Hacker News

I also wonder; it's a normal scraper mechanism doing the scraping, right? Not necessarily an LLM in the first place so the wholesale data-sucking isn't going "read" the file even if it IS accessed?

Or is this file meant to be "read" by an LLM long after the entire site has been scraped?

hamdingers 11 hours ago [ - ]

Yes. It's a basic scraper that fetches the document, parses it for URLs using regex, then fetches all those, repeat forever.

I've done honeypot tests with links in html comments, links in javascript comments, routes that only appear in robots.txt, etc. All of them get hit.

efreak 6 hours ago [ - ]

What about scripted transformations? Or just add a simple timestamp to the query and only allow it to be used up to a week later? (Whether it works without the parameter could be tested too)

dumbfounder 8 hours ago [ - ]

We need to update robots.txt for the LLM world, help them find things more efficiently (or not at all I guess). Provide specs for actions that can be taken. Etc.

gamesieve 6 hours ago [ - ]

If current behaviour is anything to go by, they will ignore all such assistance, and instead insist on crawling infinite variations of the same content accessed with slightly different URL-patterns, plus hallucinate endless variations of non-existent but plausible looking URLs to hit as well until the server burns down - all on the off-chance that they might see a new unique string of text which they can turn into a paperclip.

hamdingers 4 hours ago [ - ]

There's no LLM in the loop at all, so any attempt to solve it by reasoning with an LLM is missing the point. They're not even "ignoring" assistance as sibling supposes. There simply is no reasoning here.

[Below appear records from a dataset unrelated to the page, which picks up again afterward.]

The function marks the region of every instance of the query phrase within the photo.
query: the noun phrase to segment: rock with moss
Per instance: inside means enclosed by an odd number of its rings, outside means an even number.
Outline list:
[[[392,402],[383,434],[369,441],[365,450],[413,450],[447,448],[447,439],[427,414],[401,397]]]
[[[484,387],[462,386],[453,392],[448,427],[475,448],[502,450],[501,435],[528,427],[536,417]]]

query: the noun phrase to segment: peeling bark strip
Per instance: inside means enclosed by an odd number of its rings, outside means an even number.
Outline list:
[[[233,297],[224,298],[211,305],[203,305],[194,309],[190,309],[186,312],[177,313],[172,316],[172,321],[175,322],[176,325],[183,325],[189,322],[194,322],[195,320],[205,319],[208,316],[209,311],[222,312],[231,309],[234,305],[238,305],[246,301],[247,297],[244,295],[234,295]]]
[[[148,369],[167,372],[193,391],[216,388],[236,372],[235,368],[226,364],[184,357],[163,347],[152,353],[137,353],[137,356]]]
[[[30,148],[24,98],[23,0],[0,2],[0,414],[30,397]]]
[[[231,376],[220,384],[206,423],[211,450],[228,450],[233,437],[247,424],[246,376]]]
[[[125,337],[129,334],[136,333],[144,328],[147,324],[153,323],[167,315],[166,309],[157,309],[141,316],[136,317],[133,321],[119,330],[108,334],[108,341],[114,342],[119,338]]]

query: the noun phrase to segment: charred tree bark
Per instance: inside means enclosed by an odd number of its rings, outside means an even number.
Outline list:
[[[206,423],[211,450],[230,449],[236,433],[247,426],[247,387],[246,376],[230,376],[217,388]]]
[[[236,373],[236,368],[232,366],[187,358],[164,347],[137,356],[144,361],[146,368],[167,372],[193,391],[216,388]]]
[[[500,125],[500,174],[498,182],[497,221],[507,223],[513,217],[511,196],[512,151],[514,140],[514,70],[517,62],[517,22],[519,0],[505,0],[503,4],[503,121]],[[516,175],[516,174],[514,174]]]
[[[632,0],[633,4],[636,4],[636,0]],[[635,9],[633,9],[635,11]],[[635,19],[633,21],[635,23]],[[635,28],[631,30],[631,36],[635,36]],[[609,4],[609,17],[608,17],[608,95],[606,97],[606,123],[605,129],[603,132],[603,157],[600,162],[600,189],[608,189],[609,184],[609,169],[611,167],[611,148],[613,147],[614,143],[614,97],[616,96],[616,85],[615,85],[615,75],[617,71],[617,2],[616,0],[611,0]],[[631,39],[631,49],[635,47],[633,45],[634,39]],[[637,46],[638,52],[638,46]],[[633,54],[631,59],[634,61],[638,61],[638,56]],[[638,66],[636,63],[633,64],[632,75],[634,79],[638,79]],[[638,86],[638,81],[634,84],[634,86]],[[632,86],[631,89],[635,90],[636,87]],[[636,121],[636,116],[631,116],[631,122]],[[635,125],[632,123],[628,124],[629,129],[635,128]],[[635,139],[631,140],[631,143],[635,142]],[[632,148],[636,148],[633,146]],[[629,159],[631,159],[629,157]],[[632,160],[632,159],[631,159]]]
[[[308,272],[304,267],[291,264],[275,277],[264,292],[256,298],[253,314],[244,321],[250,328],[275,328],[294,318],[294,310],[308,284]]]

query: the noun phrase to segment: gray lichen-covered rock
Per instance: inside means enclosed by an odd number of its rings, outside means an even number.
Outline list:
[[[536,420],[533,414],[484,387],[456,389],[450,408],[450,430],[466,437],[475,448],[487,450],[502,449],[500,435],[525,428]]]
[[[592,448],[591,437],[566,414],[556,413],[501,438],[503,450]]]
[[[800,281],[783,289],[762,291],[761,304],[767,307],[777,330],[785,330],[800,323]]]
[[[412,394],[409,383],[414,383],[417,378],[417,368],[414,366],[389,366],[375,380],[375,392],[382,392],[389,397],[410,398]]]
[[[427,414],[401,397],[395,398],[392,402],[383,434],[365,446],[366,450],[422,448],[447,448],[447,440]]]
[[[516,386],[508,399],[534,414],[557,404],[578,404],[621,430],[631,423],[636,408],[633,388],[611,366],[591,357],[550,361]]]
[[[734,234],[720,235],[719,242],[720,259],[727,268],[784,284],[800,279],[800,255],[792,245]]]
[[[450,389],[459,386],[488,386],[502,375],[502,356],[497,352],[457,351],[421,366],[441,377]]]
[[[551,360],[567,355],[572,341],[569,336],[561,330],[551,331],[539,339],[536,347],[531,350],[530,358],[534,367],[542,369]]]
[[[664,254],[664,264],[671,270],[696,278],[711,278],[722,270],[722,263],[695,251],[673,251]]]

This is what you should imagine when your site is being scraped:

   def crawl(url):
    r = requests.get(url).text
    store(text)
    for link in re.findall(r'https?://[^\s<>"\']+', r):
        crawl(link)

flaburgan 3 hours ago [ - ]

Sure, but at some point the idea is to train an LLM on these downloaded files no? I mean what is the point of getting them if you don't use them. So sure, this won't be interpreted during the crawling but it will become part of the knowledge of the LLM

boothby 3 hours ago [ - ]

You mean to add bad Monte-Carlo generated slop pages which are only advertised as no-go in the robots.txt file, right?

olivia-banks 5 hours ago [ - ]

I assume this might be changing. Anecdotally, from what I've read here, I think we're starting to see headless browsers driven by LLMs for the purposes of scraping (to get around some of the content blocks we're seeing). Perhaps this is a solution to a problem that won't work now, but in the future, maybe.

reconnecting 13 hours ago [ - ]

Absolutely.

I assume that there are data brokers, or AI companies themselves, that are constantly scraping the entire internet through non-AI crawlers and then processing data in some way to use it in the learning process. But even through this process, there are no significant requests for LLMs.txt to consider that someone actually uses it.

giancarlostoro 11 hours ago [ - ]

I think it depends. LLMs now can look up things on the fly to bypass the whole "this model was last updated in December 2025" issue of having dated information. I've literally told Claude before to look up something after it accused me of making up fake news.